According to UNC Press, early sales have been strong with about 2,000 orders. Both Charles and Orrin are impressed by the response.
“We’ve got so many comments, all positive,” Orrin said. “Everybody sees that it’s a really different book. One bookstore said ‘we can hardly keep them on the shelves.’ Of course, every author wants to hear that.”
Charles said the philosophy behind the book was to showcase the spiritual, magical places he believes beaches to be and to teach the public how science works.
“We had to introduce the scientific method,” he said. “We had to teach them how to think.”
Both father and son share the belief that beaches are not just places to visit, but places to experience. They believe that science goes beyond a textbook, that it is best touched, seen and enjoyed in person.
The book is full of activities, from estimating wave height to identifying astronomical formations on a starry beach night, as well as bird and shell identifications. Charles also sprinkled the book with quotes from poems, literature and stories to merge science with the humanities. The book prompts readers to think for themselves through questions. For example, why are fossil sharks’ teeth black? Can you guess how shell layers were formed?
Orrin stresses the book is best enjoyed at the beach, where readers can get their hands dirty and shuffle around in the sand as they engage in the book’s activities.
“People are going to be looking at you saying, ‘What’s this strange kid doing?’” he said. “You should feel proud. You’re doing some science and all they’re doing is sitting there looking at the ocean. You’re learning about the ocean.”
Through science, Charles hopes people see beaches in a new light.
“If people recognize that beaches are beautiful, spiritual, magical places,” he said, “they’ll want to preserve them.”
A love for science, writing and education seems ingrained in the Pilkey family, where authoring books together is not uncommon.
Orrin wrote his first book, “How to Live With an Island,” with his father, Orrin H. Pilkey Sr., an engineer, more than 40 years ago. He has also coauthored books with his brother, Walter Pilkey, a mathematician, two of his other children, Linda and Keith, a geologist and administrative law judge, respectively, and a niece, Debbie Pilkey, who is an engineer.
This book, however, was a departure from Orrin’s usual academic and technical writing pieces, of which he has more than 250 published. The suggestion came from UNC Press, when Charles submitted another manuscript. He enlisted his father’s help for the activity book in 2013.
However, Charles said that during the writing process, his mother was diagnosed with kidney cancer, prompting Orrin had to take a step back from writing the book.
“At this point, he was taking care of my mom and I was doing the writing,” Charles said.

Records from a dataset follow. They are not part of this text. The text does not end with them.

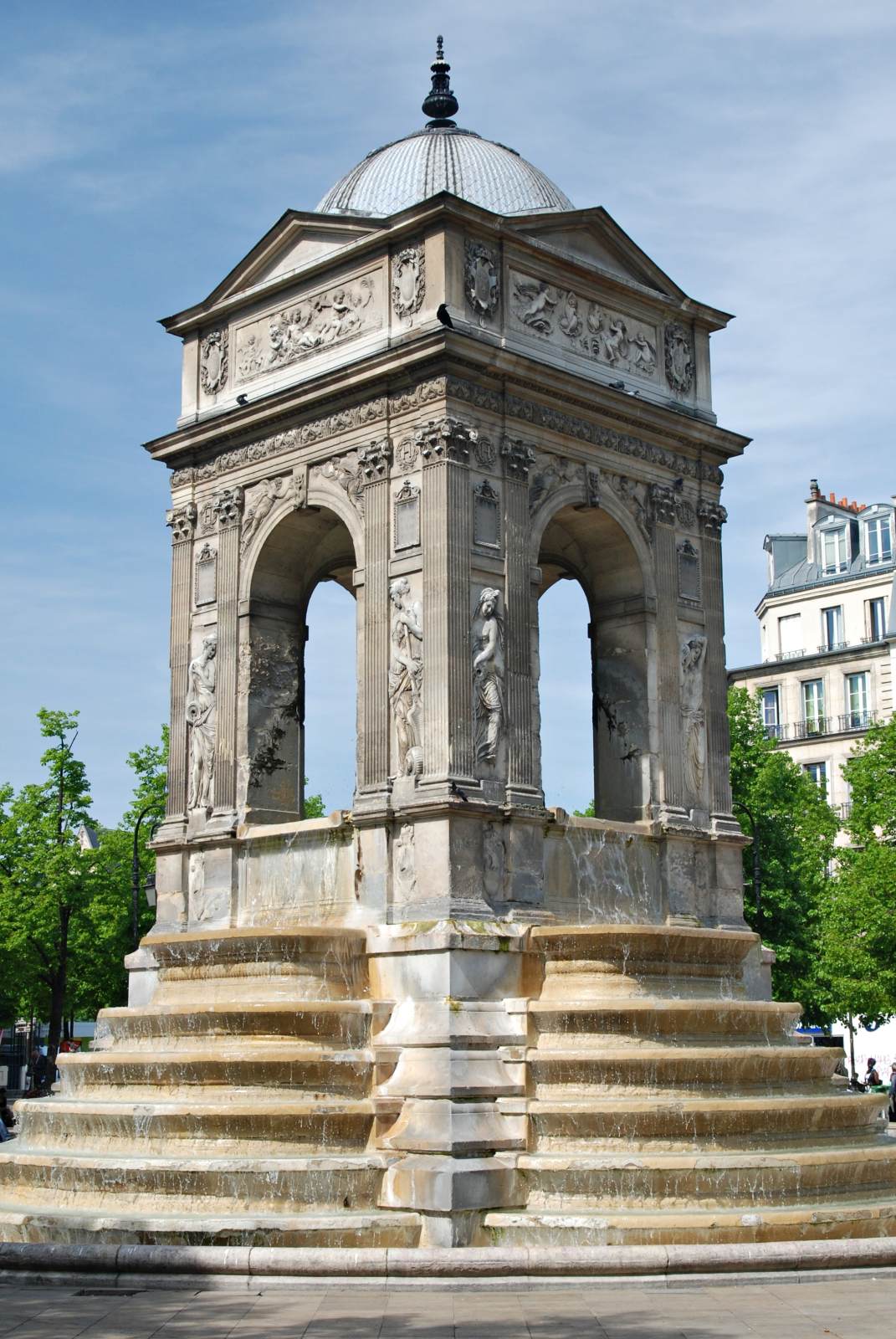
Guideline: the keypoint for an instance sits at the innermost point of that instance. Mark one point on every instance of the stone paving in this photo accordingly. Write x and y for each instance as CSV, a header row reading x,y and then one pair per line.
x,y
842,1309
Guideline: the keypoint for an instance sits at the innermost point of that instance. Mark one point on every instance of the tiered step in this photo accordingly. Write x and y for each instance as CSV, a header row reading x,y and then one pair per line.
x,y
664,1106
236,1106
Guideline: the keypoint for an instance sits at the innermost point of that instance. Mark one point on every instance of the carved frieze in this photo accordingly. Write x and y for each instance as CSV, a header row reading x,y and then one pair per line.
x,y
409,281
305,327
693,662
259,504
201,725
486,516
182,522
207,579
573,321
481,279
679,358
213,361
407,516
228,506
406,678
488,675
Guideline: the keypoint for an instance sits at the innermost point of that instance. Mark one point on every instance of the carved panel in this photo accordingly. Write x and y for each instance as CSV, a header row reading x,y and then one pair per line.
x,y
486,516
315,323
213,361
207,577
409,280
577,323
481,279
407,516
679,358
689,572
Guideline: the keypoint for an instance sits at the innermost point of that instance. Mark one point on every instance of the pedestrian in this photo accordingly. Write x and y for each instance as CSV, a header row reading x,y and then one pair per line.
x,y
871,1078
37,1075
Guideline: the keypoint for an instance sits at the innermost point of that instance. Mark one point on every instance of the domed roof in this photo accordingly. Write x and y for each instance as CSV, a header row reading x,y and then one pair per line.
x,y
443,157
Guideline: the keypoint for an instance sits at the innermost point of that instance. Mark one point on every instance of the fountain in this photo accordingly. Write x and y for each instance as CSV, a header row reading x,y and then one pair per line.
x,y
448,1018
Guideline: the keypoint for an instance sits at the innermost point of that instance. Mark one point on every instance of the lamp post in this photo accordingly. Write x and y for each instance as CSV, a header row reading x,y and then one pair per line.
x,y
136,872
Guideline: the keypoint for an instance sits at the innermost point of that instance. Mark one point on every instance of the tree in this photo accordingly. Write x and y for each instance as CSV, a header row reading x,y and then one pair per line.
x,y
46,877
858,932
793,830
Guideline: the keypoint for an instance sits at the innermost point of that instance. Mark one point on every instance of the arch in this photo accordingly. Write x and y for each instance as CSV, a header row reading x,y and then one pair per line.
x,y
292,552
597,548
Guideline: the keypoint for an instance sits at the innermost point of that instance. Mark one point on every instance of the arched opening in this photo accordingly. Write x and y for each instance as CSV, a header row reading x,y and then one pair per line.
x,y
305,551
564,694
586,546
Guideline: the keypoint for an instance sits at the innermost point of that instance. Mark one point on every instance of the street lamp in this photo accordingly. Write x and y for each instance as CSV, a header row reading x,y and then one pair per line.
x,y
136,874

Over two years, Charles wrote almost all of the book’s content, designed each page and created illustrations. He would send his father the activities, who would check them for scientific accuracy. The pair even took trips down to the beach to try them out for themselves.
“We tested them in the field, he and I together,” Charles said.
For Orrin, this is where the joy of working with his children, who have long since left the nest, comes into play.
“They run away despite all the wonderful things you did, they go away,” he said. “But, here, when you’re working with them and discussing things over the phone or face-to-face, that’s what’s nicest, is the contact, the close contact with them.”
For Charles, working with his father builds on a bond he has shared with him his whole life.
“More than anybody, he has imprinted on me a scientific thinking,” Charles said of his father, “a skepticism that a scientist must always carry with him or with her and a rational, analytical view of the world. He’s been my mentor since day one.”
Charles said he doesn’t know why his family keeps writing books together, but he holds out hope that his 12-year-old son will also catch the writing bug.
“Hopefully,” he said, “my son will carry on the tradition.”